As she wrote in some of her many letters, she felt that she wouldn’t get a place at the top universities because of her suicidal background. She did eventually get a place at Cambridge, where she met her future husband, Ted Hughes, who was once the poet laureate.

She talked, in her letters, that girls being suicidal wasn’t taken seriously back then, and that it would even affect their chances in education and work. Her doctor cared deeply about her mental health, however, and had tried to get her admitted to hospital several times, but they would not take her. The system failed her because they didn’t care enough about her mental health. She was also subjected to electroconvulsive therapy when she was depressed, which is a really awful way to treat someone.

In one letter, she mentioned that two days before a miscarriage, her husband had beat her. Many blame Ted Hughes for her death, and some even vandalised her grave, getting rid of the surname ‘Hughes’ and replacing it with ‘Plath’. Her son also committed suicide in 2009.

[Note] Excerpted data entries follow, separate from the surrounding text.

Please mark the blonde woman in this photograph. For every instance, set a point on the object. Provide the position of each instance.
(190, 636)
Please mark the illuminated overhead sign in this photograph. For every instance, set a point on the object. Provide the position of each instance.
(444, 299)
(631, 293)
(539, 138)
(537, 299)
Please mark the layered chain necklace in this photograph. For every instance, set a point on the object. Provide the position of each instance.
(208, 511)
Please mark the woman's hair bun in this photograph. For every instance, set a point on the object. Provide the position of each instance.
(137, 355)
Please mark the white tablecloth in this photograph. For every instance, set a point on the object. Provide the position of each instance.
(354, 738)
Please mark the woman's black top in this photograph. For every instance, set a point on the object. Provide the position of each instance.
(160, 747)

Nowadays, mental health is taken more seriously, but a lot of girls are still subjected to judgement: “it’s just hormones”, “it will pass”, “you’re not depressed, just sad”, “you don’t seem it”, “this is a phase”. Sylvia Plath was failed, but she did so many beautiful poems that will always honour her memory; don’t let anyone else be failed. Just because they’re young, doesn’t mean it’s a phase, or hormones, or anything else. Even if it is, just take them seriously. Wiping them away like rain on your windscreen will cause them to isolate themselves and, eventually, they might have a similar fate to that of Sylvia. I love her writing so much but a lot of it is sad. She literally wrote about her emotions and she still didn’t get the care she needed.

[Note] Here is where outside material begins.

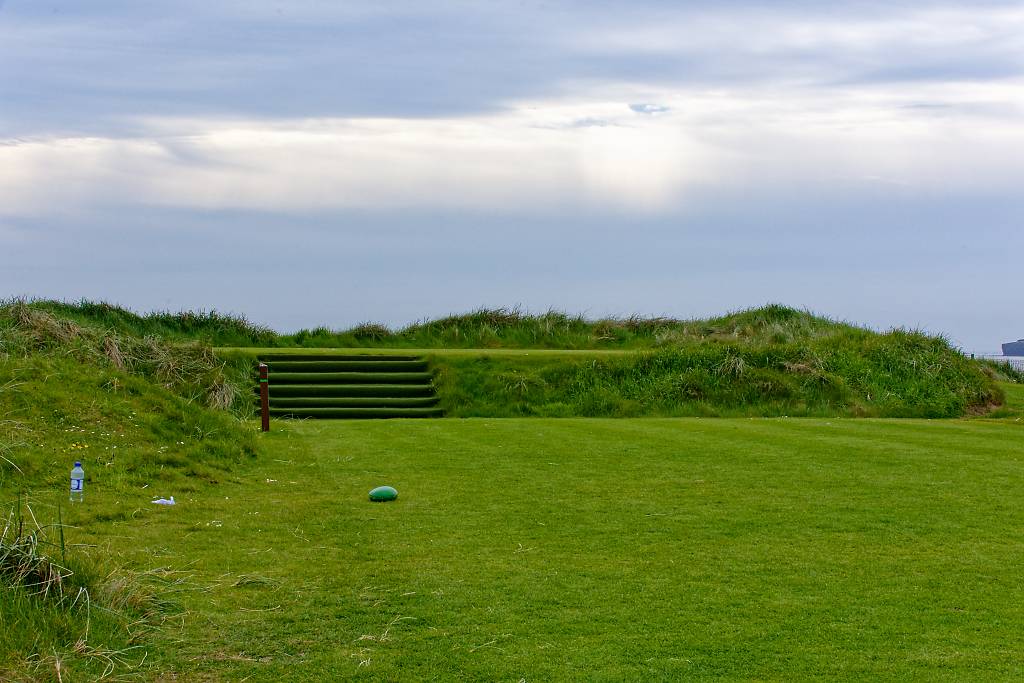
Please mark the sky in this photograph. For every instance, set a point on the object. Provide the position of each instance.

This post was about girls, as it is girl’s day, but that doesn’t mean you should forget boys. They are taught to be strong pillars, but allow them to fall down. If you don’t, they might have the same fate as Sylvia Plath’s son, Nicholas.

A-Levels: Mental Health

I’ve been struggling with the stress of a-levels for a long time now and then I realised: my mental health should come first. Having suffered with depression and anxiety for a long time, I was back into a cycle I couldn’t get out of when I started my second year. The constant change of creative writing teacher certainly didn’t help. Now, I might only be doing one a-level soon. I know, I know, only one!? It’s because I’ve been having a lot of anxiety attacks recently and we’ve been talking to the college about the stress.

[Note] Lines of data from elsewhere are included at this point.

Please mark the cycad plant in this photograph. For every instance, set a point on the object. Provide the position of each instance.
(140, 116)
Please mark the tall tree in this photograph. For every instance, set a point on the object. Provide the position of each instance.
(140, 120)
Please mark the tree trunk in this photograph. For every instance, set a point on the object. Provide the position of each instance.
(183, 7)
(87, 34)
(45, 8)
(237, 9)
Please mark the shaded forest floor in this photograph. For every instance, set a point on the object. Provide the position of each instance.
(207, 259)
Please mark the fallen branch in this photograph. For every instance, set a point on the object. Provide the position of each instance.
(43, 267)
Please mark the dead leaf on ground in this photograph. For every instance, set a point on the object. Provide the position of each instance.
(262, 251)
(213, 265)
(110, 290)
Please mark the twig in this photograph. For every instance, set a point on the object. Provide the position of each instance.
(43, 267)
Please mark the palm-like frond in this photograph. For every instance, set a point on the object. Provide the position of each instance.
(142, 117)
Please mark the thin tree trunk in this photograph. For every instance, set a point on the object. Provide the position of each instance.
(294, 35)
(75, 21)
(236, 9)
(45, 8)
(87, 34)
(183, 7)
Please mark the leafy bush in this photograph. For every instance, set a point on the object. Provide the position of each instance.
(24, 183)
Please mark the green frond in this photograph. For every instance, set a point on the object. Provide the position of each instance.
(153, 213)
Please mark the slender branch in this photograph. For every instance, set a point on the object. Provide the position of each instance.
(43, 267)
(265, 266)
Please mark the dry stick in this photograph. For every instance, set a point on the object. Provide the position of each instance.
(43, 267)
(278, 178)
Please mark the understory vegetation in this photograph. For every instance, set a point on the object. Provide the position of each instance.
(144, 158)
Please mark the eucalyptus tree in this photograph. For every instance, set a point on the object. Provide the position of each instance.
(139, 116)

You guys have to remember that, although good grades would be nice, you shouldn’t let them be harmful to your mental health.You matter and you will get through this. I believe in you! However stressful a-levels are, they will be done one day. Just remember that. Especially if you have had mental health problems in the past, I would speak to people about what the best course of action is for you. They can help you by breaking the work down or referring you to counselling or whatever you need. Just reach out if it’s all getting too much. People do care.